The lens: an object of beauty and innovation
The light that shone from the lighthouse relied on a powerful biform lens lamp construction (comprising an upper and lower lens) made of glass, iron and mercury. Seeing the the lamp close-up, with its primary coloured screens and grid-like lines, is more akin to admiring a Mondrian painting!.
The total weight of the lens is an astonishing 4.5 tonnes and it floats on 1.5 tonnes of mercury. The upper lens employs a 500 watt lamp, the lower lens a 3,500 watt lamp and the total candle power is 1,380,000. The light bulbs were changed after 3,000 hours, or eight months, of use.
The powerful light is produced by a 4.5 tonne rotating biform First Order optic. The lens was installed in 1915 and is made up of 1,008 prisms of glass, making a powerful Fresnel lens. The light would be seen for 20 miles off shore, with a distinct red colour distinguishing it from neighbouring lighthouses.
At the base of the lighthouse is a column which houses the weights which operated the clockwork mechanism for turning the lens. The weights were wound by hand to the top of the lighthouse every 1¼ hours. The winding process took 10 minutes. The clockwork mechanism was used until the 1970s when it was replaced by an electric motor.
Pioneering use of ‘wasted' light
Souter was built to make use of the ‘wasted' light’ that shined landward - a pioneering design. A series of prisms directed the excess light to the room below, shining it south over Sunderland Harbour to warn of dangerous rocks to the South of the harbour. If sailors were in direct line with the rocks the light shined red; if they were clear of the rocks the light shined white.
This light is located on the Half Way Landing, six metres below the main lens. The light had a range of six miles and was divided into two sections: seaward (the white section which showed a white light) and landward (the red section which showed a red light due to a red screen being fitted to the landward section of the lens).
Ships approaching Sunderland from the south would locate the white light. Keeping the white light in view they would sail inside the white sector until they were opposite the harbour entrance when they would turn westward and sail into harbour.
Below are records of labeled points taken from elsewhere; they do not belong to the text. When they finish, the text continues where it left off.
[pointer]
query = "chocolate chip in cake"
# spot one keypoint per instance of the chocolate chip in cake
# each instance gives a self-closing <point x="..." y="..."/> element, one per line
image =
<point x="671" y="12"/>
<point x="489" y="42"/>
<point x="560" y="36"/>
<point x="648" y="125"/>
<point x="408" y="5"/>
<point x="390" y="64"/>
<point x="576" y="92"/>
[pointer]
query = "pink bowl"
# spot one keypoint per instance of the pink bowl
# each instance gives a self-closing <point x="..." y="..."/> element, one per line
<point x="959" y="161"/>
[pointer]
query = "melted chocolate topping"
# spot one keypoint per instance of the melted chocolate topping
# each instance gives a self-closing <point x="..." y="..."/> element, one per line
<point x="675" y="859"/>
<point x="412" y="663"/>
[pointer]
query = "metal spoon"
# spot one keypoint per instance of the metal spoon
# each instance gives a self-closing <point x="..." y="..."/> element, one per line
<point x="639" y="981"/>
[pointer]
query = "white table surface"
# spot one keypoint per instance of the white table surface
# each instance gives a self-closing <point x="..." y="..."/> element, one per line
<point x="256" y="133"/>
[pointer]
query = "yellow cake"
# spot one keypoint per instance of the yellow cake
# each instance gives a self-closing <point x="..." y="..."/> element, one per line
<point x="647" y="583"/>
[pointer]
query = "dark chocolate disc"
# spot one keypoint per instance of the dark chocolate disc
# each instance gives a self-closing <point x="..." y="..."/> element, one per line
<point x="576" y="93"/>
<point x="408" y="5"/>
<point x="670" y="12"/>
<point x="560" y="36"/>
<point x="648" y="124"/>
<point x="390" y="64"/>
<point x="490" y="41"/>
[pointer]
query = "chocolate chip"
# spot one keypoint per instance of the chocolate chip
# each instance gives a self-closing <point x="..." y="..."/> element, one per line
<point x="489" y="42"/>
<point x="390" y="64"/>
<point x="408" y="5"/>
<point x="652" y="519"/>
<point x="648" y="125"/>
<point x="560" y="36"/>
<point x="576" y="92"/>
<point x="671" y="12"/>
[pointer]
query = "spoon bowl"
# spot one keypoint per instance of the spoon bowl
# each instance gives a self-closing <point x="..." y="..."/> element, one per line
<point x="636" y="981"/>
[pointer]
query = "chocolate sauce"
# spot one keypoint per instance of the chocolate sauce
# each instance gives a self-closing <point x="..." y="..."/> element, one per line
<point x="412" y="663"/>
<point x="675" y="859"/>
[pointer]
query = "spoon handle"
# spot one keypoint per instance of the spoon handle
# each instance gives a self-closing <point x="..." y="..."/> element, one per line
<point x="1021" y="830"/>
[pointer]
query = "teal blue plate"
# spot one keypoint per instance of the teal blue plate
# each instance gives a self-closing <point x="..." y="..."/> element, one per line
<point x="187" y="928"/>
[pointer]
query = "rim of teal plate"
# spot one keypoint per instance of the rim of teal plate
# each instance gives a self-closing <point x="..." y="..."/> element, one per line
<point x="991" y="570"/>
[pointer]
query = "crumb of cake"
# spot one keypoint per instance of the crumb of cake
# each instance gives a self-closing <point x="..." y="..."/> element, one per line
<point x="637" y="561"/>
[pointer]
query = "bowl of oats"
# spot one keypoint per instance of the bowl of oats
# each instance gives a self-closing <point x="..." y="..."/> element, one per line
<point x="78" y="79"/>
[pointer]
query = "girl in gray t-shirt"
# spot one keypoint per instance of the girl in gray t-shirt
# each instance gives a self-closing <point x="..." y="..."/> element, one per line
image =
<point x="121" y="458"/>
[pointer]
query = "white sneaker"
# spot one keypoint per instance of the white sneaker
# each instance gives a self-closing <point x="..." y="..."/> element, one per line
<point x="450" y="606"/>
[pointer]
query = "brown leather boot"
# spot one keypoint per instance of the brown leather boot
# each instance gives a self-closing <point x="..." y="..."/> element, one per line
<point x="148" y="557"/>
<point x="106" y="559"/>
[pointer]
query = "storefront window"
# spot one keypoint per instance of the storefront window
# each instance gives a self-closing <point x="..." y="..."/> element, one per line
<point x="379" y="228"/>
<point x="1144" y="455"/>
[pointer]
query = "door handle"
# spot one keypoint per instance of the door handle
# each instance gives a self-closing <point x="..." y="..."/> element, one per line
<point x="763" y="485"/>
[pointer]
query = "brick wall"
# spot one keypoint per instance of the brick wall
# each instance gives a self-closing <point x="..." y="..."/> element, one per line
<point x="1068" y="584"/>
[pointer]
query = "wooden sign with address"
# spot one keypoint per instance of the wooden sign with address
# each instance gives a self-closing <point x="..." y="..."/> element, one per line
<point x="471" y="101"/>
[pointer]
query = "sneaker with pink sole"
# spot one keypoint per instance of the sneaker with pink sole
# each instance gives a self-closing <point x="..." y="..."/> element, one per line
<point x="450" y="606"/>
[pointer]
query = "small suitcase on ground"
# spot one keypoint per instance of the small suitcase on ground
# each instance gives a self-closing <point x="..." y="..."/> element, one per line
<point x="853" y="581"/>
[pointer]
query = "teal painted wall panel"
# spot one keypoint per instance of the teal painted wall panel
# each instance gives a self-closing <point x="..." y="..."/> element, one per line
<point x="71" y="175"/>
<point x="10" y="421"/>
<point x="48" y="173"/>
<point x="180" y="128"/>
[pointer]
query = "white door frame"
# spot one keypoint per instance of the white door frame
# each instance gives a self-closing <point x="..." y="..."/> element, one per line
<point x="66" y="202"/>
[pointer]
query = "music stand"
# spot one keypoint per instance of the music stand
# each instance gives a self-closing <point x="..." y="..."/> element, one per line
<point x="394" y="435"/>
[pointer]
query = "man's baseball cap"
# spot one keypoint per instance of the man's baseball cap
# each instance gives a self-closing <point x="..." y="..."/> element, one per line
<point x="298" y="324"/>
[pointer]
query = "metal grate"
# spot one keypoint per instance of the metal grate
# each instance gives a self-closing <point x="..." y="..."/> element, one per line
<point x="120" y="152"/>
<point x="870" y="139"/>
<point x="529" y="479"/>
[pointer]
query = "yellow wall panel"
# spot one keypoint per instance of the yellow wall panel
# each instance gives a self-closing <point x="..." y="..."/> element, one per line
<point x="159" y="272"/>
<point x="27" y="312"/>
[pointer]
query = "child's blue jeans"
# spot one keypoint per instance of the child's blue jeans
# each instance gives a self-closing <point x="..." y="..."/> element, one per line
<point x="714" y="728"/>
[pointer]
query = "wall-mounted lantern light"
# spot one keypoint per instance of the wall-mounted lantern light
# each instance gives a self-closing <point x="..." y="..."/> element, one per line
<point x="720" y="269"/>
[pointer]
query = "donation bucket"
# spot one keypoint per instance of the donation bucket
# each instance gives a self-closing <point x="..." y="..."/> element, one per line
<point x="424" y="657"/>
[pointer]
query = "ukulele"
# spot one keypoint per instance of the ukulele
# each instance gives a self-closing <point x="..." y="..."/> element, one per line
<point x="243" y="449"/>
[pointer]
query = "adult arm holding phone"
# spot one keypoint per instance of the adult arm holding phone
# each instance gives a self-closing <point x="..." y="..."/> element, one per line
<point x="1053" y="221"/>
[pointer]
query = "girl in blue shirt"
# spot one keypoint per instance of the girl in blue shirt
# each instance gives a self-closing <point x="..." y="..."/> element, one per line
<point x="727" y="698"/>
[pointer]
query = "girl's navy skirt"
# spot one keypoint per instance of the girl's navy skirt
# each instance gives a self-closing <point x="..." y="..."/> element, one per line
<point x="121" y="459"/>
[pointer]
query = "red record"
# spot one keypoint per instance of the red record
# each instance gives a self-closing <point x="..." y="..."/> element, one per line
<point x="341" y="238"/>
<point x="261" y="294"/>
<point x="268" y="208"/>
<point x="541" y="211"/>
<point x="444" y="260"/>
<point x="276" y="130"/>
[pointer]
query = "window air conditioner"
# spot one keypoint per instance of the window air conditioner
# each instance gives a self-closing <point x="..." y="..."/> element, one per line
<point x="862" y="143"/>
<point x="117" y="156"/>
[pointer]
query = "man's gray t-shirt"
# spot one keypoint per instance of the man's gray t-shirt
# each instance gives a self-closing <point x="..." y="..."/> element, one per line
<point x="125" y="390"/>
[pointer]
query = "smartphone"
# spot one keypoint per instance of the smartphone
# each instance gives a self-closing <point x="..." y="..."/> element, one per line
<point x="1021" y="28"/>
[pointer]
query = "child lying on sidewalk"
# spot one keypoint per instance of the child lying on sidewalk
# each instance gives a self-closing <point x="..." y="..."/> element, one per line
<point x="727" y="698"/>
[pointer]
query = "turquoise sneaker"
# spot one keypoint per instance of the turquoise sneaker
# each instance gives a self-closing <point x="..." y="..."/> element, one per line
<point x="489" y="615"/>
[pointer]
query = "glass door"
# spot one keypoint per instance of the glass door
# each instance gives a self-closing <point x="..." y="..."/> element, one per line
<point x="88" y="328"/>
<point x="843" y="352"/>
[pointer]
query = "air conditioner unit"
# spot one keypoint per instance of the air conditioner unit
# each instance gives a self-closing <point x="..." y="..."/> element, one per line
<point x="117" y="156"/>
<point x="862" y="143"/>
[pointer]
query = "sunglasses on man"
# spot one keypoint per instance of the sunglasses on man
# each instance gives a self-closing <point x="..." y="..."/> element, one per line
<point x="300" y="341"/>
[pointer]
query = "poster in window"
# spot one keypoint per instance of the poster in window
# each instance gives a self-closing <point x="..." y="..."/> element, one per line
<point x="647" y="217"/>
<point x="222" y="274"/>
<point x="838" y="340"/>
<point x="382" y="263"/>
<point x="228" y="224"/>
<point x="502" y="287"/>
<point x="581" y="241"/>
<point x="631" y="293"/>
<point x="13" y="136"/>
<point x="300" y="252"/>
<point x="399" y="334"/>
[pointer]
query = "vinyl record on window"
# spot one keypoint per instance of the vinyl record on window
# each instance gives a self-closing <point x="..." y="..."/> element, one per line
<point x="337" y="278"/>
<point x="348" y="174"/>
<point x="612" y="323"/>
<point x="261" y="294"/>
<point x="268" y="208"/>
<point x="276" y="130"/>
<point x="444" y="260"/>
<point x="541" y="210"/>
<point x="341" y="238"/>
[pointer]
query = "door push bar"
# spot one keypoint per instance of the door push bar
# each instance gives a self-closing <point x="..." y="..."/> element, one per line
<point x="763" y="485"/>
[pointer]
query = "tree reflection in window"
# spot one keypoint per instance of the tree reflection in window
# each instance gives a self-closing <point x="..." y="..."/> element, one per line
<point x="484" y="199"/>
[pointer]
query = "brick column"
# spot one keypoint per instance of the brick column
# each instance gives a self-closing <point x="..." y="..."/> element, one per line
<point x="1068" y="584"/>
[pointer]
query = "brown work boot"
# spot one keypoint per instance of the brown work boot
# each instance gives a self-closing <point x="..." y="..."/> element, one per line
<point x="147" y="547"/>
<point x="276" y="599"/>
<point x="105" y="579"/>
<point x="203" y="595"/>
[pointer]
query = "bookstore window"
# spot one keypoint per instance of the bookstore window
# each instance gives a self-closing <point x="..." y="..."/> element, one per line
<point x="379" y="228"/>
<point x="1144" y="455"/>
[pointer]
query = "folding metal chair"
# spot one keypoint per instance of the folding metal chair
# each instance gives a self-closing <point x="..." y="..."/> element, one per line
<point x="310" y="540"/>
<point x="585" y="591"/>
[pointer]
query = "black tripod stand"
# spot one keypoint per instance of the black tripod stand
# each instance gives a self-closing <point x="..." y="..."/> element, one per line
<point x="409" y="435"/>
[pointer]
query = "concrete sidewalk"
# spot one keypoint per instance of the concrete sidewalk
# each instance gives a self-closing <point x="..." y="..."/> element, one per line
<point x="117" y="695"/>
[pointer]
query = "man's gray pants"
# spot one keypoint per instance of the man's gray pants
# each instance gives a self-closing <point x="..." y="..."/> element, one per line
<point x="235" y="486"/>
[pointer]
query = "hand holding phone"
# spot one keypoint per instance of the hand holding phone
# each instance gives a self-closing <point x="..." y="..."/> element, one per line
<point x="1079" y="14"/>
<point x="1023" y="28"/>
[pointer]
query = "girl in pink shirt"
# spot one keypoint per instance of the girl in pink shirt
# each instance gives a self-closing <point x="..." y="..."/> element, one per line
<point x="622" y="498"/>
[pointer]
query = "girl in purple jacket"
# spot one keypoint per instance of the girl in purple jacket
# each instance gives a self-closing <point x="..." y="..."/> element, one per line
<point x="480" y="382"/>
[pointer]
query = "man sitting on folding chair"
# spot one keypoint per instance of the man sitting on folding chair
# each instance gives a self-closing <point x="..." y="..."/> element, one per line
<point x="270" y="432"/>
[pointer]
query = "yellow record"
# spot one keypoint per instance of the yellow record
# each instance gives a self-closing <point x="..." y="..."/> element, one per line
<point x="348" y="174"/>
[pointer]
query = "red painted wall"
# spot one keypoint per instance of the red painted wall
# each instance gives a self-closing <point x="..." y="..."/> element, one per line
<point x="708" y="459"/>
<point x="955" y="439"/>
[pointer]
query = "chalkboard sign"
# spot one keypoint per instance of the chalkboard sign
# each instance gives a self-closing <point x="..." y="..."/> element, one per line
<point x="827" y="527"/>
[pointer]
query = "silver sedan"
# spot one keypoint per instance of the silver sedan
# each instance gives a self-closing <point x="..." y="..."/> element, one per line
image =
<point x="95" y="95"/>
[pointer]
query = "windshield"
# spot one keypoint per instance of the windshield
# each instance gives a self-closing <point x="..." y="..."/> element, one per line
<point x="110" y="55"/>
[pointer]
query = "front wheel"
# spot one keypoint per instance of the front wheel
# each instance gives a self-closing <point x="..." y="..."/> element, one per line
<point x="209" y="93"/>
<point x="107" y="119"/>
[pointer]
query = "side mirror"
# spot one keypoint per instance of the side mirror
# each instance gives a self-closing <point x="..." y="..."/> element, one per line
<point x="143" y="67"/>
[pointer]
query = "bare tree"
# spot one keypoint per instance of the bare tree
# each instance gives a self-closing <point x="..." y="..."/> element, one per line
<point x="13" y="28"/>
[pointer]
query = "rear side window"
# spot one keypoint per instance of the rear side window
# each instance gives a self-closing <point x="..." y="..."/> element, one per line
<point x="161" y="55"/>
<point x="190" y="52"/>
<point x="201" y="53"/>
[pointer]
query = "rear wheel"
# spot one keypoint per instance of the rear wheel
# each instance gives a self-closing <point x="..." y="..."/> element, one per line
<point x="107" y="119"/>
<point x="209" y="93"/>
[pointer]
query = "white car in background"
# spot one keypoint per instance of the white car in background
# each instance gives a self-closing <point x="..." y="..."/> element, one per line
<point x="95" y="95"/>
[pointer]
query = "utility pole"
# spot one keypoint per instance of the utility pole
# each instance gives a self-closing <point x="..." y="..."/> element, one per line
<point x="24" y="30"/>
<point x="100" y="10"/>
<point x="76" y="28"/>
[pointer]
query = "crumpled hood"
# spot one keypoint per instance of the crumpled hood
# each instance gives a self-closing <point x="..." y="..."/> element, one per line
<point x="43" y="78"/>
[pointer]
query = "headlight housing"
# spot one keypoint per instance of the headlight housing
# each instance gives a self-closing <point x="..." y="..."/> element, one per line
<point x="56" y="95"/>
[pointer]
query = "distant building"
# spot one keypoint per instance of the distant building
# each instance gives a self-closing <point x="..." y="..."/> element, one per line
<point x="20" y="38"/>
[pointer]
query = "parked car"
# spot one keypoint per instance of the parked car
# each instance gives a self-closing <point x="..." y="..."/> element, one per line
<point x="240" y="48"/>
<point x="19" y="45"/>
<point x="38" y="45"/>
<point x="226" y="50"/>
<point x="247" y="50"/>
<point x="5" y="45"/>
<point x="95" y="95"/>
If the ship strayed off course (landward) into the red section they would lose sight of the white light and the red light would be seen warning them that they were running into danger.
From past to present
With the development of new technology like GPS and satellite navigation, the lighthouse was decommissioned in 1988 after 117 years of service to shipping in the North East.
Now in the care of the National Trust, you can visit the lighthouse and climb the 76 steps to the top of the tower, getting up close to the lamp itself and taking in the amazing view of the Leas. The surrounding area is rich in history and wildlife.
On special occasions, the team who look after Souter are able to show the light in action and sound the foghorn.